I recently discovered your newest body of work, Mythic Proportions, of paper-cut collages and acrylic paintings at South Main Gallery in Vancouver. You made reference to art history, current events and celebrity culture. What message were you hoping to communicate through this collection and where did you draw your inspiration from?
My work has always dealt with perception. And as we are seeing in the world today, the cultural and political framework that we are living in causes us to judge one another hastily on scant visual clues. The homeless, the refugee, the relics zealot etc. The complexity of the human experience is being reduced into quick, dismissive generalities which create ‘the other’, an enemy who is feared and demonized.
My paper collages which are studies for larger acrylic on canvas paintings, are my explorations into the cultural myths and archetypes that at one time assisted us to understand the world, but now are triggering political and social reactions which are creating violence against facts and worse, against other people.
By referencing art history I am utilizing familiar cultural imagery (and then turning them literally on their heads or sides) in order to trigger other related and hopefully puzzling thematic relationships that reference contemporary mythologies.
The imagery probes the tension between figuration and abstraction as well as between the dire and the ironic.
You have been an artist for over 20 years and have clearly seen a transformation in your work. Can you please tell me more about this transformation?
My work has developed as my curiosity about the human experience has grown and changed. Much of my art has been autobiographical.
My personal issues of surviving HIV/AIDS, liver cancer and other challenges, and the strength and wisdom that one garners with overcoming such obstacles has motivated me to create a lot of work and has taught me how I can use my work to keep my spirit strong. It has also enabled me to be less afraid of the world and to embrace change and new directions in my artistic practice.
You are clearly fearless when it comes to experimenting with various mediums. Do you have preferences for the materials you work with? What direction do you see your future work taking?

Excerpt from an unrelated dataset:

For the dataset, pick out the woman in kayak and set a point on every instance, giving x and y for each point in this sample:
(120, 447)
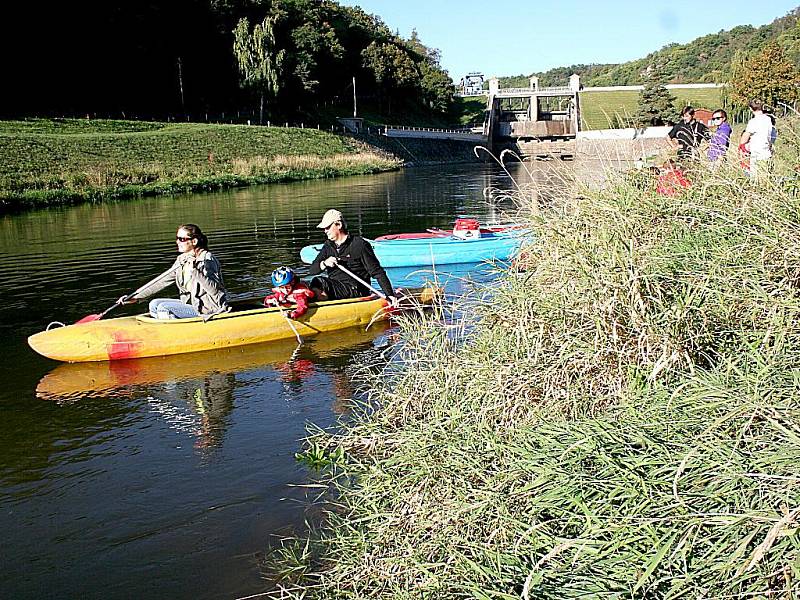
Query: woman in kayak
(198, 276)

Traditionally I have always been a painter, in acrylics and oils but now working in paper collage has opened up a new world of possibilities for me. I have always been mindful of repurposing materials in my studio, of not just discarding things when I’m done with them, but incorporating them into my work. Therefore I have made paintings on medicine pill bottles and syringes etc, that have been the by-product of my health therapies. I’ve painted on paint brushes that are no longer useful. I’ve made canvas collage paintings where I cut up and reorganize old paintings into new compositions. I basically will make art out of whatever is available.
You draw inspiration from your observations of our society and go deeper into your work touching on what we can’t always see. Have you always been this observant and has this awareness had a major influence on your artistic journey?
I grew up as a single child and my chief pastime was drawing so I became rather visually acute early. I have always been observant. I knew I saw the world in a unique way and I grew to trust and explore my particular perspective with eagerness. I have always spent time wondering for example what colours I would mix to create the particular shade I’d see in a building’s shadow for example. Or the puzzling of perspective or how to render volume or how to describe emotion with colour.
You were the featured biographical subject of Cue The Muse, an Emmy-nominated documentary series that focuses on artistic freethinkers and creative rebels. Can you tell me more about this experience and what you believe led to you being featured?
I was approached by 2 film-makers who wanted to feature me somehow.
As our discussions progressed over the months I suggested that my experience was very different form artists in other disciplines, so I suggested approaching Alexis Fletcher a friend and extremely gifted dancer in Ballet British Columbia for her perspective as well. We then also engaged a singer and a musical instrument creator to see how their approach to inspiration was complimentary and different as well. I think the project was very successful.
What is next for you on your creative path? Do you have any upcoming projects you are looking forward to?
Next, I’m working on a couple of shows at public galleries as well as executing a large mural on an outdoor Vancouver wall. I’ll probably have my next exhibition in a commercial gallery in the autumn.